As he gets back to the task at hand, Flansburgh explains "The Guitar," from the newest release, Apollo 18. The song combines original strains with the old "The Lion Sleeps."

"Well, that's one of the few songs that we've ever done that kind of came out of an actual jam session," he says. "I had come up with the whole groove that's the rest of the song before hand, and so it's a real Frankenstein of a song — two very different things strung together for maximum contrast."

Flansburgh discusses the band's early days, 10 years ago.
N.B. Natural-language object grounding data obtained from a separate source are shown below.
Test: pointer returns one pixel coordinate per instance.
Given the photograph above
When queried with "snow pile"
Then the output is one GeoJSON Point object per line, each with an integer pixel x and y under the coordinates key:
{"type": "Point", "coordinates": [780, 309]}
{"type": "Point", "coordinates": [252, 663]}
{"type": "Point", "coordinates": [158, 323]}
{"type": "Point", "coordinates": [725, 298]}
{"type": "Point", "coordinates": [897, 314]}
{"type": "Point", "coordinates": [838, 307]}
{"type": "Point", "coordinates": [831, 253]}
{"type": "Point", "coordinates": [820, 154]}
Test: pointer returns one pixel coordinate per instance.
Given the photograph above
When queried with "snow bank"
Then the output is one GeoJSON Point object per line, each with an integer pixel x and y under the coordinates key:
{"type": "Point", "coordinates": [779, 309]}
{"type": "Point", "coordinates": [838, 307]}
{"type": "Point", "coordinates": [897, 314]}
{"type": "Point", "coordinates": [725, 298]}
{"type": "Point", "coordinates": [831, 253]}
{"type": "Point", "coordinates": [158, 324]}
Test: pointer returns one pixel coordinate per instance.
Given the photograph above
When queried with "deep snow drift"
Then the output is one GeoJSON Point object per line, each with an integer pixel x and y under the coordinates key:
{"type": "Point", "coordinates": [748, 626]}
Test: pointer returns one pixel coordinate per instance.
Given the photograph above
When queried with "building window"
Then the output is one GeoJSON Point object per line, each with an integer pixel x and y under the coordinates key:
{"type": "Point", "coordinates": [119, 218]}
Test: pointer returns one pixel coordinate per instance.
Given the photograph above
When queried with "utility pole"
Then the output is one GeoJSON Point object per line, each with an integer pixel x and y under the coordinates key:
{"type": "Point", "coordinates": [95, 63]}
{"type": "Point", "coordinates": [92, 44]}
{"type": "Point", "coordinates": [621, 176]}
"When we started it was such a hobby," he says with a bemused look. have to be told to vote, maybe they "Trsemed pretty clear that we wouldn't ever get to make a record. It just didn't seem like there were that many people that would like it."

But things have changed. "At a certain point it doesn't get any better. What's good about it isn't improved by being more successful — unless what you're trying to do is get power. Our goal is to write songs and do something that's strikingly original and... well, it's hard for it not to come off as sort of a profoundly full-of-shit thing to say... When we were kids, the Beatles were sort of the iconic perfect rock band. The way they became successful and how they dealt with it was such a pure and uncompromising sort of thing.

"Now that's all been very much whittled away. I tell friends of mine we were offered a Nike commercial, and they go like, 'Well, that's really cool!'" he says, imitating an enthused friend. "And then I have to tell them, 'Oh, well, we turned it down," he says nonchalantly.

"Aww!" he yells, imitating their response. "They're like all disappointed. Whereas for me, it's a very horrifying thing to be in a commercial."

The New York punk scene — the Ramones, Blondie, Television, Patti Smith, Talking Heads — all influenced John and John Linnell, the other half of TMBG. "There's something very accessible about the kind of bands they were. They weren't very fussy," he says, pursing his lips on the word "fussy."

Today he listens to "just old punk rock tapes." He does a double take — "Oh god! No." — and adds he likes the Pixies. "I'm slightly embarrassed to admit I really like the new Beastie Boys record," he concedes with a shy smile.

But he doesn't listen to is his own work. "I've heard a couple of people's mixtapes where a song of ours would be on it, and it's like being pinched," he says. "It freaks me out to hear it. I tend to just hear all the mistakes."

Flansburgh coughs heavily and says, "I'll always like our first album the most. At this point I don't even feel like it's by us anymore. It's by some wide-eyed innocents that I can just barely remember."